Boy Erased (2018) : les dérives de la thérapie de conversion
Garrard Conley est comme n'importe quel autre adolescent américain. Il a des amis, fait du sport, fréquente une jeune fille..., jusqu'au jour où, à l'université, il fait la connaissance d'un étudiant pour qui il éprouvera un peu plus que de la sympathie et qui finira par le violer. Ce drame marque le début de son histoire, celle de son identité sexuelle, celle de son coming-out difficile auprès d'une famille pratiquante (son père est lui-même pasteur), mais surtout celle de son expérience, courte mais traumatisante, auprès de Love In Action, une structure comme il en existe tant d'autres, censée purger l'âme du pécheur et le débarrasser de ses penchants homosexuels. C'est ce qu'on appelle une thérapie de conversion.
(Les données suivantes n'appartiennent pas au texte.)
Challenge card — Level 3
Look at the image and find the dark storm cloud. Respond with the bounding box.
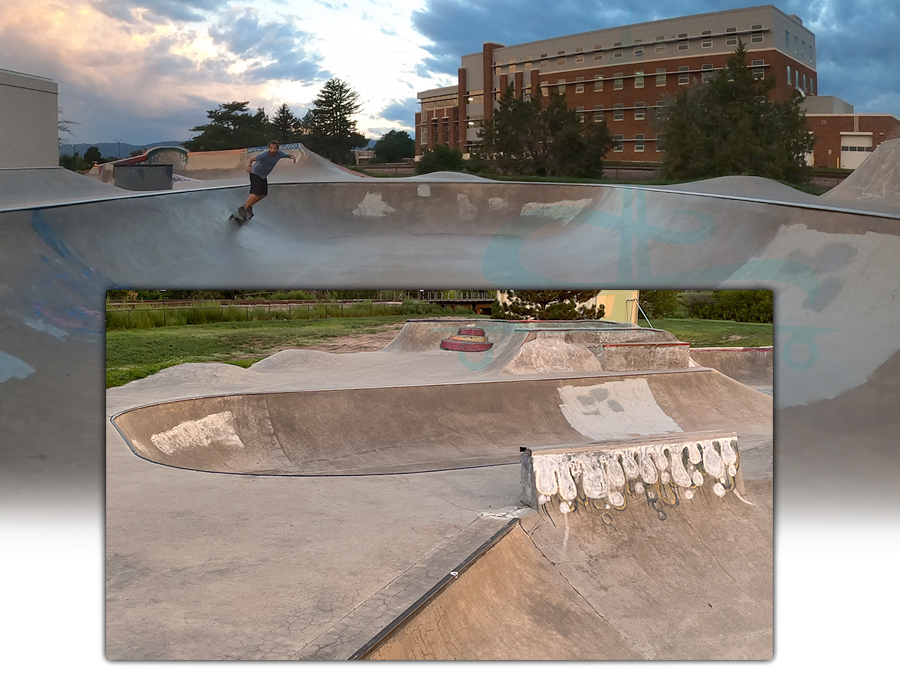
[378,98,418,129]
[412,0,900,115]
[209,9,330,82]
[93,0,224,23]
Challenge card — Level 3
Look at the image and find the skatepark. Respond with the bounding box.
[0,141,900,659]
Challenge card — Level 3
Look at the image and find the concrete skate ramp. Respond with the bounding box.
[691,347,774,385]
[0,167,900,509]
[825,139,900,209]
[0,167,130,208]
[114,370,772,476]
[363,481,774,660]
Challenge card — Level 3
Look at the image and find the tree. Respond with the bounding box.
[301,78,369,163]
[491,290,606,321]
[656,42,813,184]
[476,86,613,177]
[416,144,466,175]
[84,146,103,166]
[272,103,300,144]
[374,129,416,163]
[184,101,276,151]
[638,289,678,318]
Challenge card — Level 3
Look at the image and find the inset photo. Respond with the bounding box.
[106,288,775,660]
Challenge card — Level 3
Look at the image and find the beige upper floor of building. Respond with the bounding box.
[418,5,816,102]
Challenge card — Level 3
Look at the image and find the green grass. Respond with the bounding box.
[638,318,774,347]
[106,313,486,388]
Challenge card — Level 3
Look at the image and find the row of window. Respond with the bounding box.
[540,60,768,97]
[784,30,815,64]
[787,65,816,94]
[494,24,772,74]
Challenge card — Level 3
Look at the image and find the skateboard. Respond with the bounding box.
[228,208,253,225]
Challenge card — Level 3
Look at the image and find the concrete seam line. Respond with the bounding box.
[348,517,519,660]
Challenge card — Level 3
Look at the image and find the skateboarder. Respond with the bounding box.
[237,141,297,220]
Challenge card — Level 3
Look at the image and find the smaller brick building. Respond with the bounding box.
[804,96,900,170]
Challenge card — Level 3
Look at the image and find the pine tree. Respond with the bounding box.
[272,103,300,144]
[656,43,813,183]
[491,290,606,321]
[301,78,369,163]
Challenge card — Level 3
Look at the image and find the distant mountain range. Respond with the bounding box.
[59,141,181,158]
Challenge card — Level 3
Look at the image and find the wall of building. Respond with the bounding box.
[806,113,900,170]
[416,5,817,162]
[0,69,59,167]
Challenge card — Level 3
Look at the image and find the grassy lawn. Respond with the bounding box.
[638,318,774,347]
[106,315,772,388]
[106,315,442,388]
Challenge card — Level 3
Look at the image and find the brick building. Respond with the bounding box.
[415,5,817,162]
[803,96,900,170]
Garrard Conley y avait suivi un programme en 2004, il n'était resté que deux semaines et, depuis, il n'a eu de cesse de dénoncer les dérives des méthodes employées par ces institutions qui, loin d'aider les "malades", les poussent malgré elles à commettre l'irréparable... Il a décidé de témoigner et d'éveiller les consciences dans un ouvrage intitulé : "Boy Erased, a memoir". Cet ouvrage, sorti en 2016, a été librement adapté deux ans plus tard par Joel Edgerton, qui endossera le rôle du thérapeute.
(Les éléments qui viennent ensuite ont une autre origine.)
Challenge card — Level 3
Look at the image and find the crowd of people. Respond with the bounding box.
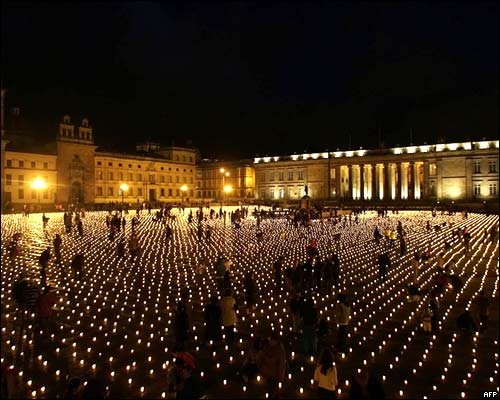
[2,207,498,399]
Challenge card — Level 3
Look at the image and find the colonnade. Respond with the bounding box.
[331,161,426,200]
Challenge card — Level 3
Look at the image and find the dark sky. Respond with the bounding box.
[1,1,499,158]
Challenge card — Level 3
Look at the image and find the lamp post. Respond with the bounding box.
[219,168,232,207]
[181,185,187,206]
[120,183,128,212]
[222,185,233,209]
[31,178,47,210]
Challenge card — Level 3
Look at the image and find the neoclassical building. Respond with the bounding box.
[1,89,499,208]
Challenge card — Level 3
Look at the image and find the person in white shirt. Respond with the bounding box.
[314,348,338,399]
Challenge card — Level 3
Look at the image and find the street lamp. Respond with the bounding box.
[120,183,128,211]
[181,185,187,205]
[222,185,233,208]
[219,168,232,206]
[31,178,47,208]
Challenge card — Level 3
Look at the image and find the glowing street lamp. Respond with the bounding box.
[219,168,232,206]
[181,185,187,205]
[120,183,128,210]
[31,178,47,211]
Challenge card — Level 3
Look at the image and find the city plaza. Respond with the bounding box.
[1,206,498,398]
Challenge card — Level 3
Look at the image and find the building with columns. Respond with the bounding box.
[1,89,499,208]
[254,140,498,202]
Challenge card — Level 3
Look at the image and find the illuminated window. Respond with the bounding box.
[473,183,481,196]
[429,163,437,176]
[490,183,497,196]
[488,160,497,174]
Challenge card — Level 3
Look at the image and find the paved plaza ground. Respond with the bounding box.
[1,207,499,399]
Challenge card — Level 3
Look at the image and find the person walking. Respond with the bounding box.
[259,331,286,398]
[221,288,238,345]
[204,296,222,342]
[335,293,351,352]
[314,348,338,399]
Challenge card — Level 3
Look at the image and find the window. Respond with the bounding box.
[429,163,437,176]
[490,183,497,196]
[488,160,497,174]
[473,183,481,196]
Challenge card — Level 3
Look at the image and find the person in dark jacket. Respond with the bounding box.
[205,296,222,341]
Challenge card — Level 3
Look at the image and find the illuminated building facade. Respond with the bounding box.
[1,89,499,208]
[254,140,498,201]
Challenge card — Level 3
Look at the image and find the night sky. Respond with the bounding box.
[1,1,499,158]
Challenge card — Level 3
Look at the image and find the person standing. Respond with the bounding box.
[205,296,222,342]
[38,247,52,288]
[335,293,351,352]
[314,348,338,399]
[221,288,238,345]
[475,290,491,333]
[259,331,286,398]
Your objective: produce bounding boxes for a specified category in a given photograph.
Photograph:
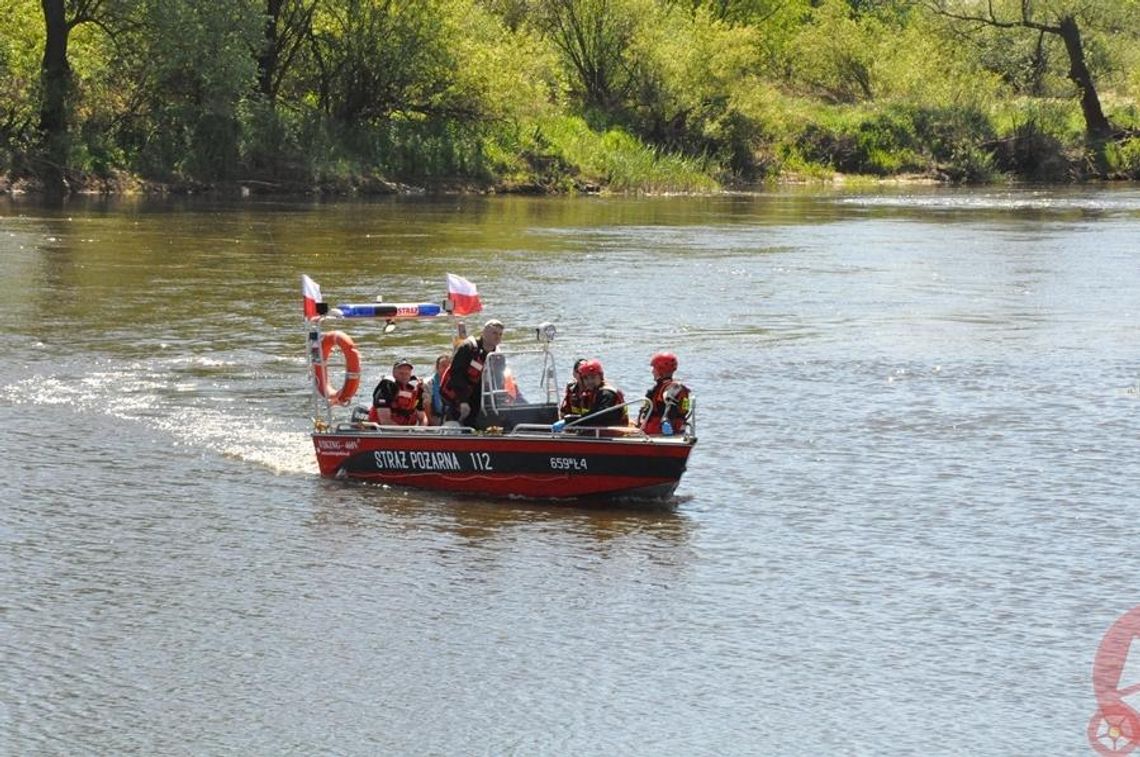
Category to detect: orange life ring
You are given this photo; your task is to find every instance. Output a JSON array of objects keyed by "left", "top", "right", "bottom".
[{"left": 312, "top": 332, "right": 360, "bottom": 405}]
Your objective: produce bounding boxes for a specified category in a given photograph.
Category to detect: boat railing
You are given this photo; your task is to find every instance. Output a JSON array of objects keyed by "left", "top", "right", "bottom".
[{"left": 335, "top": 421, "right": 475, "bottom": 437}]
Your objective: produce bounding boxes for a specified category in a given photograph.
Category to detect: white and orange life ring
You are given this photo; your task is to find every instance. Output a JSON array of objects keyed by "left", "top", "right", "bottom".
[{"left": 312, "top": 331, "right": 360, "bottom": 405}]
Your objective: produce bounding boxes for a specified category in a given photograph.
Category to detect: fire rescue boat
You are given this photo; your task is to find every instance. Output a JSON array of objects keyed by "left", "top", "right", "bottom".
[{"left": 302, "top": 276, "right": 697, "bottom": 500}]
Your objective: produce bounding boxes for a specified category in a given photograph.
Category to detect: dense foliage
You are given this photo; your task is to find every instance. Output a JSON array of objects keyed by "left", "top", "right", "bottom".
[{"left": 0, "top": 0, "right": 1140, "bottom": 192}]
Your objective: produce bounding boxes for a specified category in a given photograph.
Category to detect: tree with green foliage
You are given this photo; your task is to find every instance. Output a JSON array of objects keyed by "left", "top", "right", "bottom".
[
  {"left": 39, "top": 0, "right": 135, "bottom": 194},
  {"left": 922, "top": 0, "right": 1140, "bottom": 141}
]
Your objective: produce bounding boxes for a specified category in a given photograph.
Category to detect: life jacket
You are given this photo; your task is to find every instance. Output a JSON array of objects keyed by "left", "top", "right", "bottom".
[
  {"left": 368, "top": 376, "right": 423, "bottom": 425},
  {"left": 583, "top": 384, "right": 629, "bottom": 426},
  {"left": 428, "top": 373, "right": 443, "bottom": 418},
  {"left": 637, "top": 379, "right": 690, "bottom": 434},
  {"left": 559, "top": 381, "right": 589, "bottom": 417}
]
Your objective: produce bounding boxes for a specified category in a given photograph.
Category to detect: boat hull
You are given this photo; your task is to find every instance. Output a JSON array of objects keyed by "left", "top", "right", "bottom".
[{"left": 312, "top": 430, "right": 695, "bottom": 499}]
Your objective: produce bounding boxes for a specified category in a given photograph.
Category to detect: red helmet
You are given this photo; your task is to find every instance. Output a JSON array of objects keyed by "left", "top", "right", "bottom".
[
  {"left": 578, "top": 358, "right": 602, "bottom": 379},
  {"left": 649, "top": 352, "right": 677, "bottom": 375}
]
Outre le casting soigné (Nicole Kidman et Russell Crowe dans le rôle des parents, Lucas Hedges épatant dans celui de leur fils Jared, Xavier Dolan dans celui d'un des pensionnaires du centre...), la réalisation est assez réussie. La temporalité est faussement linéaire : ponctuée de quelques flash-backs relatifs au parcours amoureux de Jared, elle suit l'évolution mentale du garçon. S'il s'est inscrit à une thérapie de conversion sur les instances de son père, il y a en lui comme une volonté de guérir (il corrige ses gestes, ses attitudes). Seulement, son esprit critique reste vif, il relève des incohérences quant à la finalité de certains exercices (entre autres, l'arbre généalogique de type zolien, figurant les tares et les vices de chaque individu de la famille), observe et médite, assimile de moins en moins les préceptes du thérapeute. Plus le temps passe, plus il voit les dérives écœurantes de la thérapie. Il finira par se rebeller et par s'échapper de cet enfer, avec la complicité de sa mère.
L'idée de cloisonnement et d'intrusion ressort tout au long du film. En effet, il semble s'y édifier des murs plus ou moins tangibles, tant dans l'espace géographique que dans l'esprit des personnages. Derrière ces cloisons, un seul maitre d’œuvre : le centre de thérapie. Expliquons-nous. Dès que Jared franchit le seuil de l'établissement, on lui confisque ses effets personnels, notamment son téléphone qui lui permettrait de garder un contact avec l'extérieur. A l'inverse, interdiction formelle aux jeunes de raconter à qui que ce soit sur ce qui se dit ou se produit entre ces murs, pas même à leurs familles. Si cette volonté d'opacifier a pour but de protéger l'institution d'une opinion publique désapprobatrice, elle peut menacer les liens familiaux, liens qui sont les plus sacrés au regard de la religion.
L'homosexuel est vite privé de son intimité, de sa liberté de penser, en un mot : de sa vie. Il ne peut aller seul aux toilettes, son téléphone sera fouillé, ses carnets lus, voire confisqués. Lors des séances en groupe, on assiste à des scènes surréalistes, comme cette cérémonie funèbre à laquelle est conviée la famille d'un des "malades", cérémonie visant à humilier ce dernier, frappé à coups de Bible sur le dos, avec la complicité de ses proches. Ce garçon mettra fin à ses jours quelque temps plus tard, et c'est en apprenant la nouvelle que Jared prend conscience des excès de la thérapie. On tente même de calmer sa fureur, au moment où il veut quitter l'établissement, par une séance de prière par imposition des mains, à la limite de l'exorcisme. Même les propos du thérapeute à la mère de l'adolescent témoignent de la volonté de mystifier ses pratiques.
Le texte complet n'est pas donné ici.